Our Lady of Hilton, also known as the Virgin of Hilton (Spanish: La Virgen de Hilton) is a celebrated icon of the Consumerist religion. The icon is said to be modeled on the Christian Virgin Mary, in order to attract more followers into the Consumerist fold.

There are many rumors as to her original sighting, but the one that seems to persist, is the one linked to a woman named Rosaleda Maria De los Santos. According to sources familiar with Miss De los Santos, she was working a double shift at the Waldorf Astoria Hotel in Manhattan during the winter of 1981 when the sighting occurred. After expertly cleaning the claw-foot bathtub with knock-off bleach inside the Presidential Suite of the hotel, a Caucasian girl of unimaginable beauty and glisteningly smooth skin appeared to her in the haze of chemical vapors promising untold wealth and beauty for a small sacrifice in her honor. Miss De los Santos would later become a regular fixture on the Billboard Top 100 charts with her scintillating Latin-pop songs and her increasingly risqué performances. She almost never seemed to age, but this was rumored to be because of her relationship with a noted Beverly Hills plastic surgeon.  The chronicle of the sighting was never divulged, until a reporter from People magazine managed to get an exclusive interview while Miss De los Santos was on her deathbed due to complications from chemical dependency at Cedars Sinai Medical Center in the late eighties.

Based on this account, an unknown artist by the name of Jason Jose sketched out an image of the apparition which was then quickly appropriated by the Consumerists to further their message of youth and prosperity.
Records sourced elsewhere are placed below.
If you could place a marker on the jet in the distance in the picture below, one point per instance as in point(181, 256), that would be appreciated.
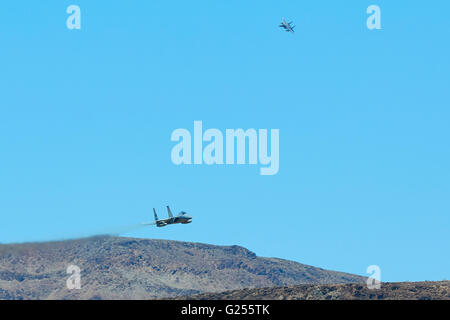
point(182, 217)
point(287, 26)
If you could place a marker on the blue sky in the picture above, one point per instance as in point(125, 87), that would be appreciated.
point(86, 117)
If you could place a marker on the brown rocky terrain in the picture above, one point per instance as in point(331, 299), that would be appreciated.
point(127, 268)
point(388, 291)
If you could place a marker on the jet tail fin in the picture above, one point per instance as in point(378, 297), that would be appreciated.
point(169, 212)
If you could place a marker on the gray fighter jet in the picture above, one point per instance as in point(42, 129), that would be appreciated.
point(287, 26)
point(182, 217)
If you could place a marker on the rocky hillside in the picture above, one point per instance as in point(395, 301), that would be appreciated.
point(388, 291)
point(127, 268)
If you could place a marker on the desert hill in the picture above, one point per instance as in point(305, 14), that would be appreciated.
point(389, 291)
point(128, 268)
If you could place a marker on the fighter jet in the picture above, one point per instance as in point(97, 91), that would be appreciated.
point(287, 26)
point(182, 217)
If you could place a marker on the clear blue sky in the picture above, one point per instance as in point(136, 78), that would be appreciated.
point(86, 118)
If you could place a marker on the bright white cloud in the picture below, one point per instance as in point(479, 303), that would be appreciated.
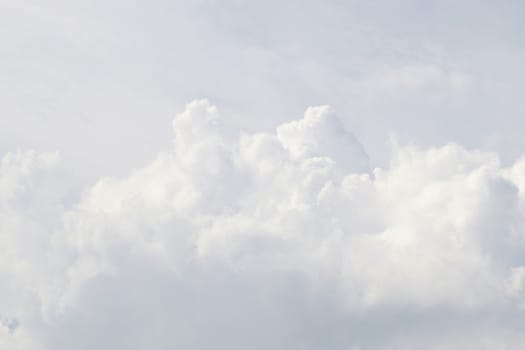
point(265, 240)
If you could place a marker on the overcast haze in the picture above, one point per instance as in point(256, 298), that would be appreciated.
point(262, 174)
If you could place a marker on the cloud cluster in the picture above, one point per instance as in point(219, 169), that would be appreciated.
point(285, 240)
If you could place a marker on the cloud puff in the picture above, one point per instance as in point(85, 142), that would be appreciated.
point(266, 240)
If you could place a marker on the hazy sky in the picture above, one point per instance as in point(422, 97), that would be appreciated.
point(262, 174)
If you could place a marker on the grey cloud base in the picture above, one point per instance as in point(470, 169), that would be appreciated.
point(265, 241)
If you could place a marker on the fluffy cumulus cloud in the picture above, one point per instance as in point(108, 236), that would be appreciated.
point(285, 240)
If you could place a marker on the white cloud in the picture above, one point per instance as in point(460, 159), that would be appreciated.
point(265, 240)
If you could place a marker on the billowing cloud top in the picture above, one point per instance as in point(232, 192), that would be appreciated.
point(283, 240)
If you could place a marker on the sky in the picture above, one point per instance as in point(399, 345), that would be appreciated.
point(236, 174)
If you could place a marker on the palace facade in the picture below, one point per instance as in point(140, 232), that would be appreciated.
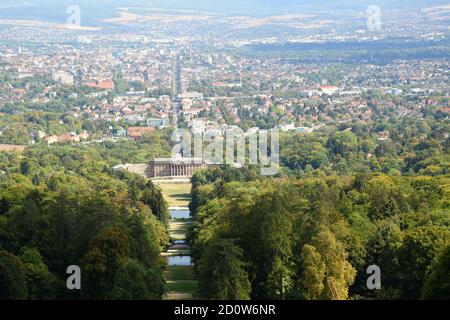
point(177, 167)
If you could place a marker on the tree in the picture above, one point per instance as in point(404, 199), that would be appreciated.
point(421, 246)
point(313, 273)
point(339, 273)
point(267, 242)
point(108, 251)
point(133, 282)
point(437, 283)
point(222, 272)
point(13, 282)
point(155, 200)
point(41, 283)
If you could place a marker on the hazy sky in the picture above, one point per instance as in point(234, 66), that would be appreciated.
point(100, 9)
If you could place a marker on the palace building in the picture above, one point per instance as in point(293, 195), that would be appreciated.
point(177, 167)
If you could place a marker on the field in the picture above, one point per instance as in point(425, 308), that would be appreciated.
point(176, 194)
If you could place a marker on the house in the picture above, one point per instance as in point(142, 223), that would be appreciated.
point(329, 90)
point(137, 132)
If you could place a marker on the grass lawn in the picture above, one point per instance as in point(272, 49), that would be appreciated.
point(184, 286)
point(176, 194)
point(180, 273)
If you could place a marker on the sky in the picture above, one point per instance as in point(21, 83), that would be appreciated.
point(55, 10)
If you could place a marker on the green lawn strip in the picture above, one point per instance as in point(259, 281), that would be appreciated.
point(185, 286)
point(180, 273)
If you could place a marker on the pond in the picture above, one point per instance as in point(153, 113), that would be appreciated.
point(179, 261)
point(179, 214)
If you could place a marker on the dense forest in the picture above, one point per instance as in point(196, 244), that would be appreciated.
point(343, 200)
point(63, 206)
point(314, 238)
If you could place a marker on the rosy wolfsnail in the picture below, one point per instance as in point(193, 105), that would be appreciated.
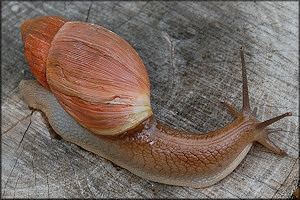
point(95, 91)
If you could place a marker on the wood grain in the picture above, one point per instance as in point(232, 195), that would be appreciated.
point(191, 52)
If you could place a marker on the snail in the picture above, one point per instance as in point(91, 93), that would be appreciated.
point(94, 89)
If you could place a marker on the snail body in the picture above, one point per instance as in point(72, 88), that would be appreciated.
point(95, 91)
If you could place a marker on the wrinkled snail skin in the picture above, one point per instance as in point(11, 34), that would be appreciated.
point(157, 152)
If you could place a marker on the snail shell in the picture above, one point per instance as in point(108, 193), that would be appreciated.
point(96, 76)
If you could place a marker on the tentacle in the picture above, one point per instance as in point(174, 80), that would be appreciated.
point(246, 104)
point(264, 124)
point(231, 109)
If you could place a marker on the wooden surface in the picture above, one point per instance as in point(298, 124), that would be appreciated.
point(191, 52)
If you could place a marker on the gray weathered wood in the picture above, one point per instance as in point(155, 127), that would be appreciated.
point(186, 88)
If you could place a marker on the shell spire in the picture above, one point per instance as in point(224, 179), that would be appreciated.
point(98, 78)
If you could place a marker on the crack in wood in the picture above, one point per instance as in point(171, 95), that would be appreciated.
point(88, 14)
point(15, 124)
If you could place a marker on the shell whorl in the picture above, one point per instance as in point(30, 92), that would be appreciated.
point(98, 78)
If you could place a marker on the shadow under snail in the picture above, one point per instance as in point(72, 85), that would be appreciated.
point(95, 91)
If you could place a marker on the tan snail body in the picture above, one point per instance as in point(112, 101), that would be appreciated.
point(86, 71)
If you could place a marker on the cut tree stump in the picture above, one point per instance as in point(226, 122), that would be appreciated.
point(191, 52)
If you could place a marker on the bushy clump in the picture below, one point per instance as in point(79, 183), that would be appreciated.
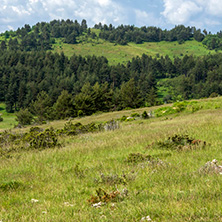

The whereabouts of the original sketch are said to be kept in a secure storage facility in Northern California.
The Virgin’s iconography is Catholic in origin, yet has a layer of coded messaging to support the tenets of Consumerist thought. In her left hand, she carries a Consumerist cross that conceals her pubic area from view yet reveals a trickle of blood. Many prominent religious scholars attribute this to the sacrifices that have to be made in order to reach the heights of fame and fortune expected from devotees of the Consumerist thought. Her body had been described like that of a Barbie doll, plastic to the touch with no overt sexual organs yet perfectly youthful and thin in appearance.  Detractors of Consumerist thought have stated that the icon is to perfect and cannot be an actual representation of a human body and that it is unachievable in nature. Proponents of Consumerist thought have said that with enough money, anything is possible.

Following the account printed in People magazine, other articles have surfaced in various tabloid periodicals attributing a meteoric rise to fame and fortune, followed by an untimely death, to worship of images of the icon. Replicas of the icon can be found in various five star hotels, casinos, shopping destinations and VIP clubs or anywhere else Consumerists practice their particular brand of worship.